Like many others, I got caught up in the excitement of the Sosa/McGwire slugfest seven years ago. I watched on television as McGwire's 62nd barely cleared the left-field wall and got a chill when he danced around the bases, missing first base as he leapt for joy. I didn't care who won the NL Central, and I didn't give a hoot about the Cardinals, but I was a baseball fan enjoying a historic baseball moment. Sixty-two was an amazing number, and the 70 homers McGwire had by the end of the year was absurd. But almost before we could commit the record to memory, Barry Bonds came along and broke it. And steroids started to come to the forefront. I couldn't tell you where I was or what I was doing when Bonds broke McGwire's record. When it's all said and done, the records that I still hold dear are the ones I memorized as a kid: 714 - Babe Ruth, 756 - Hank Aaron, and Roger Maris's 61 in '61 – not 70 by McGwire in '98 or 73 by Bonds in (what was it?) … 2003?

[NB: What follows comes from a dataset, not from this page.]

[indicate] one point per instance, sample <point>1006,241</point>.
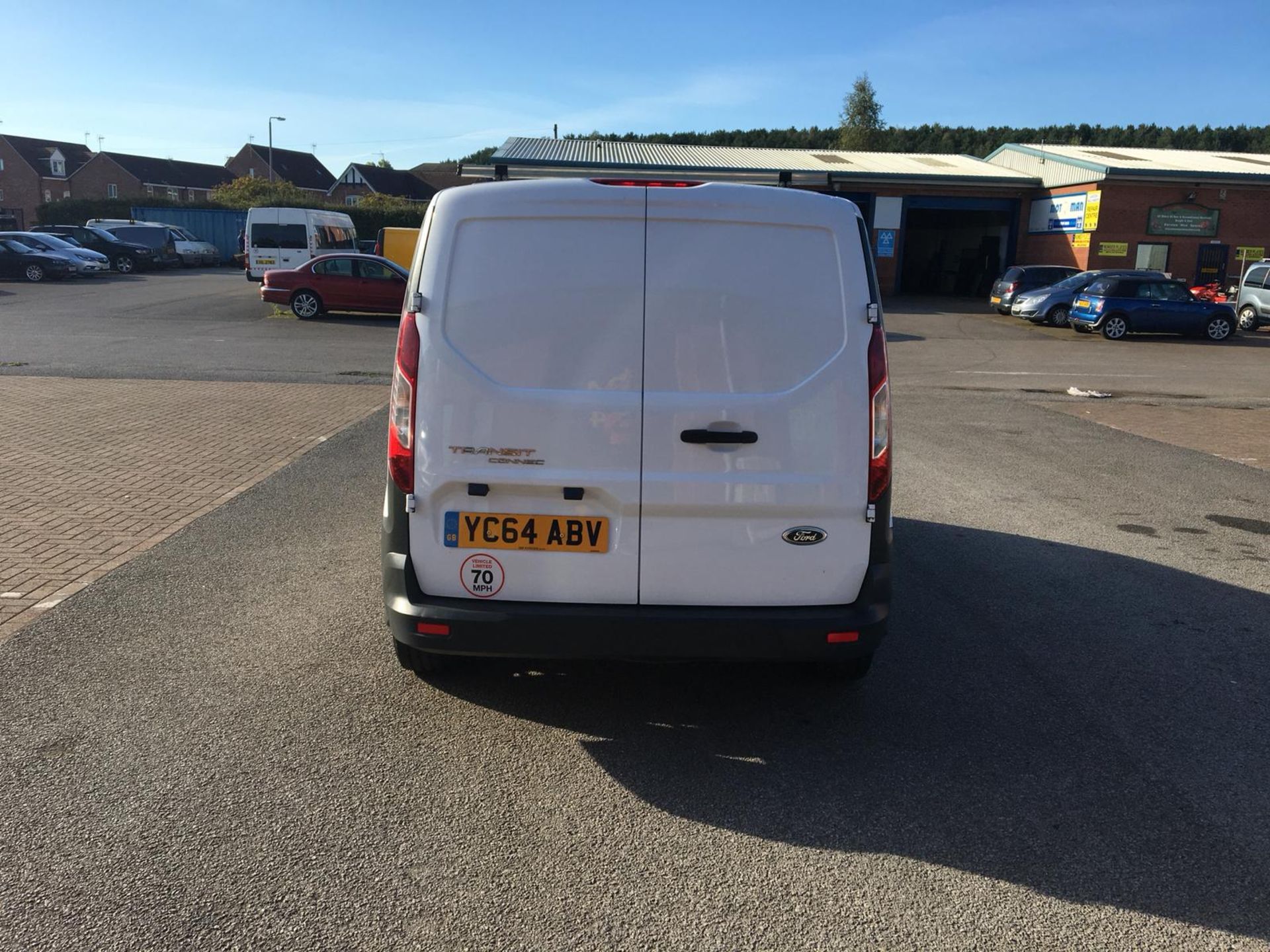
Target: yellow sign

Being a Cleveland fan affords me some unbiased perspective, I think. The interviews in Smith's article raise some interesting questions, such as "What if Bonds played for the Indians?" and "What if Bonds weren't such a jerk?" Would I feel the same way? It would be easy to say "yes." But honestly, if an Indian were breaking home run records, I'd be cheering. Hell, I cheered for Albert Belle when he was smashing Tribe records, as did most Indians fans, happily blinded by the prospect of a winning team. Of course, Belle only chased down kids in his SUV on Halloween and pegged a fan and a reporter with baseballs on separate occasions – but presumably never used to steroids to cheat … corking a bat was much easier on the kidneys, I suppose. We in Cleveland overlooked that, so I really can't blame Giants fans for still loving Barry. But as an outsider looking in, I can easily shun Bonds and his records.

I would love it if the fans and media came up with ways to belittle whatever Bonds manages to do the rest of his career. Ideas in the SI article included calling his home runs "asterisks" in newspapers, sitting silently in stadiums when he goes deep, and turning our backs to televisions in bars when he comes to the plate. That's all well and good, but will never happen because, as Seth McFarlane, owner of McGwire's 70th home run ball, said, "[People] will say, 'Dammit, I'm just a baseball fan!' because ultimately, most of us like to party."

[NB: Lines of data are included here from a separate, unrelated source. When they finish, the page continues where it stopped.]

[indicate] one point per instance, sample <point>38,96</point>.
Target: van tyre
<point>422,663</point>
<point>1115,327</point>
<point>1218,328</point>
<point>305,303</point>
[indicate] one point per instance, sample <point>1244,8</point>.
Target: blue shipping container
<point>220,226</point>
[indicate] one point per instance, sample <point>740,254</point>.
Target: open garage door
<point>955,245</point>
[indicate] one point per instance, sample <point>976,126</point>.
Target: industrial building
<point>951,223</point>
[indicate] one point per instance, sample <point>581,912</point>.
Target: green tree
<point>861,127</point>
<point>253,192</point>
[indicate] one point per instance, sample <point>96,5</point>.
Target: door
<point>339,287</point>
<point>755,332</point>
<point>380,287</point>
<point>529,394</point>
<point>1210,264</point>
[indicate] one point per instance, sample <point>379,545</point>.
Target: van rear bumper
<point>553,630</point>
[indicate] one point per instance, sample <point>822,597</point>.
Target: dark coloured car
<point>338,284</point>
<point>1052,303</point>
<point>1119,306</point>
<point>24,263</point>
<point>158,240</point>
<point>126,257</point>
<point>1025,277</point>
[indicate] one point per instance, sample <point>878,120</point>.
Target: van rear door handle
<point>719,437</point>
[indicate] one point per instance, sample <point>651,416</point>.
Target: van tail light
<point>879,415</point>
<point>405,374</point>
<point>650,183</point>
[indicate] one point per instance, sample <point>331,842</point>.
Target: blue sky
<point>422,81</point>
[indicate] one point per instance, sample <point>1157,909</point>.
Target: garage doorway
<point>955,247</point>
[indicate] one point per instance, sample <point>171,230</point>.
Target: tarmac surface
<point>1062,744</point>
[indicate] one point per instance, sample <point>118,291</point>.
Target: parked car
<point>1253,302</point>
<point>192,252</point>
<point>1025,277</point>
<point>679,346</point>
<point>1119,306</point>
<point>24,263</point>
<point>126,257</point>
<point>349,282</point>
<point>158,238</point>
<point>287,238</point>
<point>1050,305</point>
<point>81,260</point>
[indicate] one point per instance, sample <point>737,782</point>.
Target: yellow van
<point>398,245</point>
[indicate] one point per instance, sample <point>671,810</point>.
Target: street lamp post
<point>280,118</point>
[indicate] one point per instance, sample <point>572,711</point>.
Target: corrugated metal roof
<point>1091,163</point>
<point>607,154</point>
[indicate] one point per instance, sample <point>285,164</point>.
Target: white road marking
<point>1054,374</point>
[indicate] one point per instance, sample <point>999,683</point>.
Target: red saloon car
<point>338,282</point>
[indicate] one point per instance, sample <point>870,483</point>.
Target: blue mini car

In the end, it is the conflict of being part of a moral task force and being "just a baseball fan" that comes to a head with this whole steroid issue. Yes, I want a strict policy enforced in Major League Baseball so that hopefully we won't have to worry about asterisks and asking questions. But I got to leave school in the fifth grade to go see the last Indians home opener in the old stadium, and the recent steroid scandal doesn't change the fact that I'll be damned if I miss this year's opener. Yes, I think it would somehow be poetic justice if Bonds were to sit out this year, then never be able to come back to the game and just sit on his 700-some home runs, never passing Ruth and Aaron on the all-time list. But at the same time, I'm going to San Francisco in June and when I heard he might be out for the season, part of me was disappointed because I wanted to see him hit in person and be part of the history he's making, albeit tainted. Like many fans, and, I think, Commissioner Selig himself, I wish this whole ordeal would just go away so I can sit back, relax, and enjoy the game. I hope the day comes soon when I can be "just a baseball fan," without conflict and without compromising my morals.